Иван - я, Федоровы - мы
Шрифт:
– Гляжу, старый солдат, - заметил командарм.
– По годкам тебе на печке бы сидеть.
– Что ж я, бессовестный?
– возмутился Черношейкин.
– Вон какие молокососы идут на смерть, - кивнул он в сторону лейтенанта, - а я на печке буду сидеть? Мы тут одного "зайца"-парнишку сгоняли с эшелона... Прости господи, только от горшка оторвался и на войну бежит!
Командарм пожал Черношейкину руку:
– Вижу, солдат, боевой дух у тебя есть. А что ж сразу-то оробел?
– Так точно!
– подтвердил уже осмелевший Черношейкин
Суровые, по-мужицки крупные черты лица командарма смягчились, губы дрогнули в улыбке. Взгляд строгих глаз теперь был добродушно-веселым и каким-то очень домашним, никак не вязавшимся с властным обликом командарма, который за два десятка с лишним лет перенес не одну войну и имел за плечами много ратных дел. Он взглянул пытливо на Аню и спросил:
– Сестричку не обижаете?
– Никак нет, - встретившись с его веселыми глазами, озорно щелкнула каблуками Аня.
– Санинструктор Косопырикова.
– Разве это допустимо обижать...
– не удержался Кухта.
– А что у тебя, браток, живот того... директорский?
– Я директором маслозавода был, товарищ командарм.

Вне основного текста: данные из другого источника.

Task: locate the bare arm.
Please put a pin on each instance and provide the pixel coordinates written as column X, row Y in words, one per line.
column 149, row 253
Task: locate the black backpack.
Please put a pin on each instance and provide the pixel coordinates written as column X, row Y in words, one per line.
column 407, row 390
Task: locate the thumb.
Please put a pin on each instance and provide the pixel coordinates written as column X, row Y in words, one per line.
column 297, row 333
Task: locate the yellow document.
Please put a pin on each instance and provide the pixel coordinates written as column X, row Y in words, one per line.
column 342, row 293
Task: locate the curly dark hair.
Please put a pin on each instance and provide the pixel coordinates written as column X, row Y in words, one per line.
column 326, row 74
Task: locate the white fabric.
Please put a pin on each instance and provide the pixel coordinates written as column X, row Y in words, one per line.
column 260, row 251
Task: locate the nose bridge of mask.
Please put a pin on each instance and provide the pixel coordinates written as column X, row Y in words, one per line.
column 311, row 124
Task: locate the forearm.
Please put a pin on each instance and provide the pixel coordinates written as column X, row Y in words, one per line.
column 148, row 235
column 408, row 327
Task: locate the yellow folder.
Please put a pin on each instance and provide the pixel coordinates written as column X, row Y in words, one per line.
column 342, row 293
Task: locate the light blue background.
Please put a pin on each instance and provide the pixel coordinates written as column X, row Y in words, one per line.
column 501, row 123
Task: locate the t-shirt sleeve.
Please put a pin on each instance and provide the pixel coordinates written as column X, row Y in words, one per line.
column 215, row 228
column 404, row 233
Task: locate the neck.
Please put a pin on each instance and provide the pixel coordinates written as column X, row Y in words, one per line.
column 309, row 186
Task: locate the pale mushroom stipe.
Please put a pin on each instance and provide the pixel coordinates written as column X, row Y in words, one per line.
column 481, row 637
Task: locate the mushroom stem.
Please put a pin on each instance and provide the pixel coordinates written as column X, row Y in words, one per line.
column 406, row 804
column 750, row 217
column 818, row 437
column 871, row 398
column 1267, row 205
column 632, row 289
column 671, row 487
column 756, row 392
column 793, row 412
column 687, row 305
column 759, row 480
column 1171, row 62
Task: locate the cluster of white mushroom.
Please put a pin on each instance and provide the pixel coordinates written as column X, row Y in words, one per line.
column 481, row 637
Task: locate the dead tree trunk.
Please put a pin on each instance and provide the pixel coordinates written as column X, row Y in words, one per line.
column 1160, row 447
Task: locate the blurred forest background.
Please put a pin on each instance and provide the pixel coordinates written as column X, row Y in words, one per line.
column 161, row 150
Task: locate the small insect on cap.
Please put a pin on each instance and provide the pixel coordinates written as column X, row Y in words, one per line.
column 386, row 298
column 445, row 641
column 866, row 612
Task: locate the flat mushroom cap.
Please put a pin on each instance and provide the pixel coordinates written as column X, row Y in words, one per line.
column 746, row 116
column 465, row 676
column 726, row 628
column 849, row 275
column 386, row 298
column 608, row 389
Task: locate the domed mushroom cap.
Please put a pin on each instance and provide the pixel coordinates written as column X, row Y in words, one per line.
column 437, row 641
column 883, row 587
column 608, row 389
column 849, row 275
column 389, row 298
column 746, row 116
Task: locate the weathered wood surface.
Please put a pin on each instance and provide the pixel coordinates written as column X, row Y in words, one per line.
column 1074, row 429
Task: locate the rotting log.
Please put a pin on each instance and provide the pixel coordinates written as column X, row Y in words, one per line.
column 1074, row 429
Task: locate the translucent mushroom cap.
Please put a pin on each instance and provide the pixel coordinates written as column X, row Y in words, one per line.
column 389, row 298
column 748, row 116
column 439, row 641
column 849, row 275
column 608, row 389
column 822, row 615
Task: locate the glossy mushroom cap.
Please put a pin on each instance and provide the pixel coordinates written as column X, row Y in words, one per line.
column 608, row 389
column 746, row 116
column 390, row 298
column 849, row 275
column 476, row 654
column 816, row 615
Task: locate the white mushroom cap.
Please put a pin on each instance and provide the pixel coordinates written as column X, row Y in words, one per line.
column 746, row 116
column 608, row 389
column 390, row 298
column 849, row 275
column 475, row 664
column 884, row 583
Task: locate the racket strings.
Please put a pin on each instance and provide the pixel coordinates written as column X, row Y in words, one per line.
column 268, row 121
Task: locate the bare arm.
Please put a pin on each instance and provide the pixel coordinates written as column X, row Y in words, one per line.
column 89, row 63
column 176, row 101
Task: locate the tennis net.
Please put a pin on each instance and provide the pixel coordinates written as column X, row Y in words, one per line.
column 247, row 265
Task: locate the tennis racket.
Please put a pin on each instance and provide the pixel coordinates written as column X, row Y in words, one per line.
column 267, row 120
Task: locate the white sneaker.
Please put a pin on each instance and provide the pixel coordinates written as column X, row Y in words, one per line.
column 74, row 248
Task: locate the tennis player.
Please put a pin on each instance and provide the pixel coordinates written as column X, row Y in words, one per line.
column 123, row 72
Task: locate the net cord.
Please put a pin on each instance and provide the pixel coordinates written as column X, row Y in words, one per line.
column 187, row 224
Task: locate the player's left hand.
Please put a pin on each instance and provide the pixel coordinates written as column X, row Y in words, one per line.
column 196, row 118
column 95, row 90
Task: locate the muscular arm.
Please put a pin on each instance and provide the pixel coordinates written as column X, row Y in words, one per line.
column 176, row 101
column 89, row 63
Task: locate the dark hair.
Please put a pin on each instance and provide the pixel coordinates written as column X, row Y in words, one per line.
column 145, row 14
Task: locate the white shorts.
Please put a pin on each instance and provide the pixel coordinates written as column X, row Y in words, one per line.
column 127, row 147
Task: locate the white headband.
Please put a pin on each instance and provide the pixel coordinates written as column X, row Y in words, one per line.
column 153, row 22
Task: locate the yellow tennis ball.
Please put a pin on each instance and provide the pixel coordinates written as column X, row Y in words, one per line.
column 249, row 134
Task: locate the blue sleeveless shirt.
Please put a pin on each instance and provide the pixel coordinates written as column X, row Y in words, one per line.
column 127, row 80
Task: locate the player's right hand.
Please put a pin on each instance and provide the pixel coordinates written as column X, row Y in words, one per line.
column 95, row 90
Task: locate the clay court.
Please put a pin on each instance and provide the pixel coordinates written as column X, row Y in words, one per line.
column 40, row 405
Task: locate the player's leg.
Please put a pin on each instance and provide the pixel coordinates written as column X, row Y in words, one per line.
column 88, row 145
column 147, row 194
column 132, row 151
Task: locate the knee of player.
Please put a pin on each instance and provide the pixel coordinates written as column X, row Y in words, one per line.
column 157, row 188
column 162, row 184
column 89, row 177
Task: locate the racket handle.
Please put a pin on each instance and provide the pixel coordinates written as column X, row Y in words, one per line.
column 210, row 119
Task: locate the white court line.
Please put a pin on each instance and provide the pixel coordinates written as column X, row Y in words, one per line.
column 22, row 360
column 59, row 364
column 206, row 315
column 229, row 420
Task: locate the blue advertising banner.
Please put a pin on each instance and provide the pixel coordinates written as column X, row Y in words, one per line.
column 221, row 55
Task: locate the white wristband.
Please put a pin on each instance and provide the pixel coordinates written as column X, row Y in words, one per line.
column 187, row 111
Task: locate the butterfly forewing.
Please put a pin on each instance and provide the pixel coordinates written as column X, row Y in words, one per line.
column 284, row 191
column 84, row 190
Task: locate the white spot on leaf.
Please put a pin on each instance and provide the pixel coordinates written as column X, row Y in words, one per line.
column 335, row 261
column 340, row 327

– То-то, гляжу, он у тебя, как...
– Чуйков сделал рукой округлое движение.
Теперь смеялись все, Кухта тоже. Смеялись, словно и не было войны, словно перед этим не получал командарм сводку о том, что противником заняты те населенные пункты, которые его армия, еще следующая в пути, должна была оборонять.
В самой натуре командарма, сына крестьянина, прошедшего путь от рядового до генерала, была потребность поговорить с солдатами по душам, узнать их мысли, настроение, а значит, узнать и нечто такое, что помогло бы ему в нужный момент принять верное решение. Ведь именно с ними вместе ему на днях придется вступить в бой с бронированной немецкой лавиной.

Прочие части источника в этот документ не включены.